Thanks for your help,
Lukas Kolbe
Comment 9 Rafael J. Wysocki 2009-11-17 22:44:00 UTC
On Tuesday 17 November 2009, Lukas Kolbe wrote:
> Rafael J. Wysocki wrote:
> 
> >This message has been generated automatically as a part of a report
> >of recent regressions.
> >
> >The following bug entry is on the current list of known regressions
> >from 2.6.31.  Please verify if it still should be listed and let me know
> >(either way).
> 
> It is still valid.
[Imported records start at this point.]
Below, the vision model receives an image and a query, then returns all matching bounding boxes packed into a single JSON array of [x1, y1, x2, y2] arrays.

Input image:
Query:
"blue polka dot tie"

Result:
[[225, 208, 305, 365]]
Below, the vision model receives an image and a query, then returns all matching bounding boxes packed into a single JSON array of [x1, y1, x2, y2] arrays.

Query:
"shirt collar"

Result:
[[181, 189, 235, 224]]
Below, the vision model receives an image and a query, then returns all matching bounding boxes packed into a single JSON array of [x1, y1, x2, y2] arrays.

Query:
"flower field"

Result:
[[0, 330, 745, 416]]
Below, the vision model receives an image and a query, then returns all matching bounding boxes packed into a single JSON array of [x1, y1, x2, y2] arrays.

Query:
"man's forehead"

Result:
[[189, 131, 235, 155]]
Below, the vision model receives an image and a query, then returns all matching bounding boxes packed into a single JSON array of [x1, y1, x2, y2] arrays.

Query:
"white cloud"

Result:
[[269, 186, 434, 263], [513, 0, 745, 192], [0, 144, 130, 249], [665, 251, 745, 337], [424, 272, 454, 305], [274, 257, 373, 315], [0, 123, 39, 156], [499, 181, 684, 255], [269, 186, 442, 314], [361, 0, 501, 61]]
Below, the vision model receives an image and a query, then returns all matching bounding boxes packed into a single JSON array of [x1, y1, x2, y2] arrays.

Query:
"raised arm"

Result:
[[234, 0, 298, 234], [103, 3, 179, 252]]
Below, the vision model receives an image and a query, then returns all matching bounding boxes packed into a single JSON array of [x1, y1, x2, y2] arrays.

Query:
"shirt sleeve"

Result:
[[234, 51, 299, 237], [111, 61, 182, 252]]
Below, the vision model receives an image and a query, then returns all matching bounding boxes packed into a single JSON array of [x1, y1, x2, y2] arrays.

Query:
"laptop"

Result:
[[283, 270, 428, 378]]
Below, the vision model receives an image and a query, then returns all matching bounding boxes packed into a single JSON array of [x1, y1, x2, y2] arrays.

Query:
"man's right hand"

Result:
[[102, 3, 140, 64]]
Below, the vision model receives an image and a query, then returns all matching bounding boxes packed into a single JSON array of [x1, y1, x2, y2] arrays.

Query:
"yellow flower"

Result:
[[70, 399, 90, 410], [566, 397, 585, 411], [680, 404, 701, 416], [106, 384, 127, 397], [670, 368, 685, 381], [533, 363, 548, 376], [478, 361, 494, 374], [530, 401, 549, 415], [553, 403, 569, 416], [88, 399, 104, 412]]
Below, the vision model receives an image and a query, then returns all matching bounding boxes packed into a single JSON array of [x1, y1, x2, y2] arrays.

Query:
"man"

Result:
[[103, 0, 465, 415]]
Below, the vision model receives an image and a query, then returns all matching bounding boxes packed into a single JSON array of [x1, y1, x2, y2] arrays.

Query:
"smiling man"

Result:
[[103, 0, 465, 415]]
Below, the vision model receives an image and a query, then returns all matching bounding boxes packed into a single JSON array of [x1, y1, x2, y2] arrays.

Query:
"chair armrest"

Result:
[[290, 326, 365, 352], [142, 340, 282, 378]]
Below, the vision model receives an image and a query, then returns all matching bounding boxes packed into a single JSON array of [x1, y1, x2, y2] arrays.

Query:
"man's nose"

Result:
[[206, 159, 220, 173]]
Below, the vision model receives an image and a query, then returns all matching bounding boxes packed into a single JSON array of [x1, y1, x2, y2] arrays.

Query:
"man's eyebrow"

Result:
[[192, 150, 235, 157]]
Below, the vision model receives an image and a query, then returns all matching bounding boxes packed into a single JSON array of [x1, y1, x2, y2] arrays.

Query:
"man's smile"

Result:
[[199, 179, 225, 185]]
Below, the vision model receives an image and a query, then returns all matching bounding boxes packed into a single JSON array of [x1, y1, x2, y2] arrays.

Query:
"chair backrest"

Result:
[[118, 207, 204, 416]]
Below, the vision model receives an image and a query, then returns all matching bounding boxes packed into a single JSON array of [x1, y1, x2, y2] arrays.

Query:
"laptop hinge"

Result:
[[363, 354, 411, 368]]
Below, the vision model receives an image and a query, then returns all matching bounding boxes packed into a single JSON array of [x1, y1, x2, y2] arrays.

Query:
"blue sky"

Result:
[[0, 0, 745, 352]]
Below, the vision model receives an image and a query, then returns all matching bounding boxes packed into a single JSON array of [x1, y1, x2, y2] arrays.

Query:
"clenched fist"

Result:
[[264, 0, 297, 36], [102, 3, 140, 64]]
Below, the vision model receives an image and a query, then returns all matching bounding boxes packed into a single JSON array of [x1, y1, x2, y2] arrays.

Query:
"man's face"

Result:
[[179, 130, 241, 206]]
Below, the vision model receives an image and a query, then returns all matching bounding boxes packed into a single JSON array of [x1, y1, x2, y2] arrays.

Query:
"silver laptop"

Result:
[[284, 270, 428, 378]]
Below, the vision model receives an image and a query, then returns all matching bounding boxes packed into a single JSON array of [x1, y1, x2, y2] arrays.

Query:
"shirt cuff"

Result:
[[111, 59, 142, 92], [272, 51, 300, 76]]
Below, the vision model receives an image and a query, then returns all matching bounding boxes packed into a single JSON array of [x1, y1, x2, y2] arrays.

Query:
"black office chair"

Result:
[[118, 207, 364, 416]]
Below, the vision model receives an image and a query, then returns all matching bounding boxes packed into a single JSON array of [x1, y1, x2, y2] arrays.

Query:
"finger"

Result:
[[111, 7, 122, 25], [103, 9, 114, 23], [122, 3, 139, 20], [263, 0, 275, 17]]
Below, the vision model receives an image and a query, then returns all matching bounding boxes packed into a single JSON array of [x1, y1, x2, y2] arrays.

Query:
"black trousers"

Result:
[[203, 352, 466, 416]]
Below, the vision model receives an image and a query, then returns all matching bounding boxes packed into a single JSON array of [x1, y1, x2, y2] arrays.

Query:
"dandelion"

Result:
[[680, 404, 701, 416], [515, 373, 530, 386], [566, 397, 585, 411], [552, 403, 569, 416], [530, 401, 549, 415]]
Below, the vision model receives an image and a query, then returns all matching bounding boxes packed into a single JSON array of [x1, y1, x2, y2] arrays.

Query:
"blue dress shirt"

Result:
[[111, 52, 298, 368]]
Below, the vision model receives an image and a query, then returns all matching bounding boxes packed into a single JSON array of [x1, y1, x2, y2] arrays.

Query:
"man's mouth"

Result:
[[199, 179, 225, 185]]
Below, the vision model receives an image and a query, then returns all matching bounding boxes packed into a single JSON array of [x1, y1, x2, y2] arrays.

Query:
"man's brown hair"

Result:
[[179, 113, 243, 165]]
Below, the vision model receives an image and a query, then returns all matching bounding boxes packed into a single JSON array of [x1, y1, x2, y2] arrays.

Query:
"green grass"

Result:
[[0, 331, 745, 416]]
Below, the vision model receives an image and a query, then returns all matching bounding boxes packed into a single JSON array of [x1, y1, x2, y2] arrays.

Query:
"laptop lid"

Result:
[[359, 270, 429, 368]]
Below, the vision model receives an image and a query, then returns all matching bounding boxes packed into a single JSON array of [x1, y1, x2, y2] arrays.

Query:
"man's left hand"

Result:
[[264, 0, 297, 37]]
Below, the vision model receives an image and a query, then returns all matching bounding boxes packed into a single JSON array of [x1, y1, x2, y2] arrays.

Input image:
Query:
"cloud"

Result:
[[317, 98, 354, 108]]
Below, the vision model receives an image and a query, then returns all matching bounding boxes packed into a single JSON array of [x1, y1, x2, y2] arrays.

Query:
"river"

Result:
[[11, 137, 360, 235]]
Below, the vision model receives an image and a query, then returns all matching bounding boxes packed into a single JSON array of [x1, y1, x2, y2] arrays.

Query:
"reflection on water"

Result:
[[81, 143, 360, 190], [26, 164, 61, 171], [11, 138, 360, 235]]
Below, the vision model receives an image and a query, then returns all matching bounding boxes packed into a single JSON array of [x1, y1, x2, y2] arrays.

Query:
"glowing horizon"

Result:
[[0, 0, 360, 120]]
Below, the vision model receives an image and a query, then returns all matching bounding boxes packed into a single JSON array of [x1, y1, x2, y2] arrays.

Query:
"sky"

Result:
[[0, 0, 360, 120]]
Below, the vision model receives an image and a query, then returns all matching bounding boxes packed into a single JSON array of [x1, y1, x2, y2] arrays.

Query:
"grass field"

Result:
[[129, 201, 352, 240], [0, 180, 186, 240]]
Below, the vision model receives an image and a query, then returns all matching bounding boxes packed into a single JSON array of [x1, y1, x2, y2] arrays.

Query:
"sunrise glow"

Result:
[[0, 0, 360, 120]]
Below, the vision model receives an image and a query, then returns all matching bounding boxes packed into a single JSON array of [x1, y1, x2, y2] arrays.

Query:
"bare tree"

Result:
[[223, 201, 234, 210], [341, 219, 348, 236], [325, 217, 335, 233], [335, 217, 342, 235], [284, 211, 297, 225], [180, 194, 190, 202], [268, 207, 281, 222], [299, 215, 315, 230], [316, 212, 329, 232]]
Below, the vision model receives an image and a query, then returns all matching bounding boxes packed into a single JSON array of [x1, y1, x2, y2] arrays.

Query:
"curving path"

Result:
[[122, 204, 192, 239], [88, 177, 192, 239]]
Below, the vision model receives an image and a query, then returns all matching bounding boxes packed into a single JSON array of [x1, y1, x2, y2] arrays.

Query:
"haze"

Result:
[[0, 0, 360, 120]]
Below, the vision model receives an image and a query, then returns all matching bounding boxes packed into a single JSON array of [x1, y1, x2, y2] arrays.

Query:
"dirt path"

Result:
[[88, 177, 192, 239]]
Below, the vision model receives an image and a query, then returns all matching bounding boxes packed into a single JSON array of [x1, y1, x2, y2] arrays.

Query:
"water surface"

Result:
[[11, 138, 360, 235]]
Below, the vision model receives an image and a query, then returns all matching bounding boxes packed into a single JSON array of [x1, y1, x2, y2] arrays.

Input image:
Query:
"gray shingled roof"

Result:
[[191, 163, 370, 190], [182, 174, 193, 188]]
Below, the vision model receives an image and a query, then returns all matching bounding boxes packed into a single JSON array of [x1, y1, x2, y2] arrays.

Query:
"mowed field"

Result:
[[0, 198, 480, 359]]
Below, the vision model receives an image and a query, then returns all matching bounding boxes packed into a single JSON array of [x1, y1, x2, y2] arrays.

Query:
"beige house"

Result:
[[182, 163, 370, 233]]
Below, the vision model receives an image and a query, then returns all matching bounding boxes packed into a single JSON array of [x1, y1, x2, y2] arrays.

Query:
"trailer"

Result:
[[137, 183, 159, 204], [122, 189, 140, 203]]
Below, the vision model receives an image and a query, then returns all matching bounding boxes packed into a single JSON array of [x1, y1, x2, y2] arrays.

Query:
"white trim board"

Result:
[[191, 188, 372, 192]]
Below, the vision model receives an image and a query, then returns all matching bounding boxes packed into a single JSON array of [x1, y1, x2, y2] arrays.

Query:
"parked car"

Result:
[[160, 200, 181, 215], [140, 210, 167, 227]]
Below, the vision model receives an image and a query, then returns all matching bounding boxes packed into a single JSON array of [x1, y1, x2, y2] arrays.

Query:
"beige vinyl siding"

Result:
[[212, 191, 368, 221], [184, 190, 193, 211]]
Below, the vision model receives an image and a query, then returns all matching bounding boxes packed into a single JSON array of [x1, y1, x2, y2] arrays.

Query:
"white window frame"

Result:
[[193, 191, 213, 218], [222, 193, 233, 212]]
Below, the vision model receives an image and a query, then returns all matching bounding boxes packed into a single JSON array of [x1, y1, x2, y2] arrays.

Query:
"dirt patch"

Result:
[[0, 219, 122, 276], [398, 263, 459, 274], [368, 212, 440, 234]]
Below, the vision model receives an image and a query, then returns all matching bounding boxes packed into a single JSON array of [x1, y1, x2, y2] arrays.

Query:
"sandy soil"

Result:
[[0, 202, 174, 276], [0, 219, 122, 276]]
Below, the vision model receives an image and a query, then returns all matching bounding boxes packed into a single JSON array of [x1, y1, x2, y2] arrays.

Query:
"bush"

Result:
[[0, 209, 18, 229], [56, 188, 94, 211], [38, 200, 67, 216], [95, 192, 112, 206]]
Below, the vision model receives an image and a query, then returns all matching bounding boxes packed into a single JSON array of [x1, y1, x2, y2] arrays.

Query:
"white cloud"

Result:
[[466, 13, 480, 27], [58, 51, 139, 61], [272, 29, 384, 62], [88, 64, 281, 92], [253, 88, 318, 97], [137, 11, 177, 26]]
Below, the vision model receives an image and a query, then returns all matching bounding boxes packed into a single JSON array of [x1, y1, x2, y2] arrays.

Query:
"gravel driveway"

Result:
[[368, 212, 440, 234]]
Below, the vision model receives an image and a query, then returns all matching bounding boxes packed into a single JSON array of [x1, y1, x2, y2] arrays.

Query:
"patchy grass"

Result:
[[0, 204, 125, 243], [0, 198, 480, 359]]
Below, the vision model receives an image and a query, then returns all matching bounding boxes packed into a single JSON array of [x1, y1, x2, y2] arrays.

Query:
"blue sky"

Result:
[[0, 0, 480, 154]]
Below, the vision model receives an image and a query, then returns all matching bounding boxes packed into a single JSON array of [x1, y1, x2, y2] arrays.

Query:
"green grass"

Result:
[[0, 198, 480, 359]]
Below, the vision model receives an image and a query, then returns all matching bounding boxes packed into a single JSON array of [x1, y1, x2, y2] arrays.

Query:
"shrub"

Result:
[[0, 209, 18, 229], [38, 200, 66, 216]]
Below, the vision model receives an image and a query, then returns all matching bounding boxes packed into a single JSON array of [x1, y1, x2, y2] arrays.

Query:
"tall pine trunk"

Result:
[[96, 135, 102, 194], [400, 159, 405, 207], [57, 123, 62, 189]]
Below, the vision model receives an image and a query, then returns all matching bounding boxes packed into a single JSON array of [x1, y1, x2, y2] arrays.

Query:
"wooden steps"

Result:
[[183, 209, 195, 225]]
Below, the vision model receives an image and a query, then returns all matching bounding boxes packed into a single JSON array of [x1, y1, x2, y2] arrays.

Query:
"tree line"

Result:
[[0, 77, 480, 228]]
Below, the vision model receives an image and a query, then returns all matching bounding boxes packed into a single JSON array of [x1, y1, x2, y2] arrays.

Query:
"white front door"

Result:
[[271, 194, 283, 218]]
We haven't yet been able to verify if it is either a
> hardware problem (working with the adaptec folks to sort that out) or a
> kernel problem (working with you to find that out ;). Kernel 2.6.30, as
> already said, seems to think everything is fine, so it really might be a
> regression.
> 
> >Bug-Entry    : http://bugzilla.kernel.org/show_bug.cgi?id=14577
> >Subject              : Data Corruption with Adaptec 52445, Firmware 5.2-0
> (17380)
> >Submitter    :  <lkolbe@techfak.uni-bielefeld.de>
> >Date         : 2009-11-10 13:31 (7 days old)
Comment 10 lkolbe 2009-11-18 13:57:28 UTC
This bug also blocks #14579
The LSI requested us to try the current mtpfusion which is included in 2.6.32-rc, but we are unable to boot that kernel successfully.

fyi, the 24 1TB Sata-disks are in a RAID-60, and the system (debian lenny) is installed in an LVM volume.
Comment 11 lkolbe 2009-11-23 11:39:11 UTC
With rc7 _and_ new firmware 5.2-0 (17544) on the adaptec controller, this problem doesn't occur anymore. Thanks for your patience.